Tempo de passagem ou passagem do tempo?
*Por Sheila Barreto, Coordenadora Pedagógica do 4º e 5º ano do Ensino Fundamental.
“À duração de minha existência dou uma significação oculta que me ultrapassa.
Sou um ser concomitante: reúno em mim o tempo passado, o presente e o futuro,
o tempo que lateja no tique-taque dos relógios.”
Clarice Lispector
É sabido e sentido por todos nós que a perspectiva de tempo muda ao longo de nossas vidas. Os choros dos bebês indicam a urgência de quem ignora qualquer marco temporal.

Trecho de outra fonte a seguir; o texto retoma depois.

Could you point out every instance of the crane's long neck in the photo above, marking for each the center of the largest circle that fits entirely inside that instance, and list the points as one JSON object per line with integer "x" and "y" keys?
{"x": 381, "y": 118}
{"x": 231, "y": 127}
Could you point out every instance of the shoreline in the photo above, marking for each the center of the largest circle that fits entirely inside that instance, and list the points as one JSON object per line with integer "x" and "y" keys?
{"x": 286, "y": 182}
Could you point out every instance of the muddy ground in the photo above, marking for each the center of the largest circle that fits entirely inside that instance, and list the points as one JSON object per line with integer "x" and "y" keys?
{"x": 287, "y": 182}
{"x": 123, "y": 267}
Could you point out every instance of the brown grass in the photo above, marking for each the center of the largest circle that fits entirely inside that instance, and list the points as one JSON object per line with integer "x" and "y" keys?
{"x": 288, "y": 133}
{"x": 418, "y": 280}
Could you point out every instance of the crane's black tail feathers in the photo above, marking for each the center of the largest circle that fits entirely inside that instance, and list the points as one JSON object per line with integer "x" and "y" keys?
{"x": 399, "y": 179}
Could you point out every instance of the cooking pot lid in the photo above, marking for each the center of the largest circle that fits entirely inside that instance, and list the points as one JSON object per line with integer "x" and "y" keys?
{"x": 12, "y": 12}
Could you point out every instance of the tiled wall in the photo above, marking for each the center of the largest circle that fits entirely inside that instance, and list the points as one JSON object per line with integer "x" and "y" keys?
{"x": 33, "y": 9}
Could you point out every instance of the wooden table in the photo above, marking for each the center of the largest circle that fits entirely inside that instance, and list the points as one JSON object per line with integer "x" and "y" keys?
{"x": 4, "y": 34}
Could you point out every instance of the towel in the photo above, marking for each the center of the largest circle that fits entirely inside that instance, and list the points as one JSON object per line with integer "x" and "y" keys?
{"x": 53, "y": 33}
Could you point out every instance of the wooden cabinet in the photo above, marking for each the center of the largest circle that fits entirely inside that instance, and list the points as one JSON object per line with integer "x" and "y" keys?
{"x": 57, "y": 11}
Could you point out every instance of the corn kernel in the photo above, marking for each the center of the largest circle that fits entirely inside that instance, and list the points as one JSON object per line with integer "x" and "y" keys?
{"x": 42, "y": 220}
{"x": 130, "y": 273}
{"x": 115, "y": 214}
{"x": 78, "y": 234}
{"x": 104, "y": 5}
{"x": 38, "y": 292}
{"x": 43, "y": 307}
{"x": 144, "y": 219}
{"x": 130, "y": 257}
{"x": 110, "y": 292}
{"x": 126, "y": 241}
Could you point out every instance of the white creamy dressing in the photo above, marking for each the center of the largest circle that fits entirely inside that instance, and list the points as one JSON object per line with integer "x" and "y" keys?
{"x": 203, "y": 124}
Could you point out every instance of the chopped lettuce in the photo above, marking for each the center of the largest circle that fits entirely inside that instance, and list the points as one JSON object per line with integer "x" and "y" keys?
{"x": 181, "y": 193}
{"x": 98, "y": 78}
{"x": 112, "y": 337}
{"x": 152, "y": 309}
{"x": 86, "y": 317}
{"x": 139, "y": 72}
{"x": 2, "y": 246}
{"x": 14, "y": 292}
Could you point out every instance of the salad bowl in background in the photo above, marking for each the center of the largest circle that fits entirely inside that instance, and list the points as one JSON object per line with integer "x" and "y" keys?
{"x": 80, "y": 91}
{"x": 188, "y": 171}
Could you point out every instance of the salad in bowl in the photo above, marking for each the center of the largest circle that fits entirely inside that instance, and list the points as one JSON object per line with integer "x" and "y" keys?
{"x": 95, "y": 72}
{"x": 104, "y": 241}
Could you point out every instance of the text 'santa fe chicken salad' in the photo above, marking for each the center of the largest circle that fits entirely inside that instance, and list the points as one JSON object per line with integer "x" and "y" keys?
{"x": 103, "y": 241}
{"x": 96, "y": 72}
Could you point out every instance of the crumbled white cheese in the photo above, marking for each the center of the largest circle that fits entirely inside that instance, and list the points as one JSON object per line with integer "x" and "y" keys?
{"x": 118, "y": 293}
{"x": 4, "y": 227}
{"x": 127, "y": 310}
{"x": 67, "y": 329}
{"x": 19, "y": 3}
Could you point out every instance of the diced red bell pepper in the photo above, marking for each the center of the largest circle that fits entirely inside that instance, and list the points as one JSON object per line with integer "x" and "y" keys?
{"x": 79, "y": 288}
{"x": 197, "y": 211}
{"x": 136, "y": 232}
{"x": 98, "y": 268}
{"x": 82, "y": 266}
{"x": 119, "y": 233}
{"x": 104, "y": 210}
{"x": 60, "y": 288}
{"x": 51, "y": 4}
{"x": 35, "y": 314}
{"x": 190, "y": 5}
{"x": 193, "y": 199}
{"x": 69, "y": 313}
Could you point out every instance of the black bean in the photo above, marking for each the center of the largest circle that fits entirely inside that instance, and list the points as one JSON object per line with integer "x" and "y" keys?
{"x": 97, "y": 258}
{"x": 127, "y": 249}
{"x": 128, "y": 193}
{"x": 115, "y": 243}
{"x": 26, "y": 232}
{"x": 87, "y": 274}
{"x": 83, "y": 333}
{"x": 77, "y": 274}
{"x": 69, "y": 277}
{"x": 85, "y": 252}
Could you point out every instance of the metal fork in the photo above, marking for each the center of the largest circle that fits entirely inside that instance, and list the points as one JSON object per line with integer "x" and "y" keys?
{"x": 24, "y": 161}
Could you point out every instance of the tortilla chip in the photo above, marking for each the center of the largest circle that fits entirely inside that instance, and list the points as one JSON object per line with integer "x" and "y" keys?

Conforme as crianças crescem, o tempo ganha contornos de sonhos, das projeções que se anunciam e das memórias que internalizam experiências. Com o passar dos anos, o tempo passa a ser objeto contábil, cronometrado em suas miudezas que embaçam a visão do horizonte. São muitas passagens, atravessadas por tempos diferentes.
Na trajetória escolar, os alunos passam por muitos momentos e por marcadores de tempo bastante evidenciados: trimestres, semestres, período de avaliações, rotina diária, ano letivo etc. No trabalho com “o tempo que passa”, ajudamos os alunos a perceberem os tempos que marcam o mundo e as rotinas de cada um. O tempo do coletivo, o tempo que precisa de regulações.
No entanto, seria muito ruim se o tempo só nos invadisse, sem que houvesse possibilidade de fundição (que desafio dos tempos atuais!). Mas, aqui no Oswald, queremos, também, a passagem do tempo. A passagem que afeta, modifica, cria e recria. O tempo que atravessa. O tempo que preenche.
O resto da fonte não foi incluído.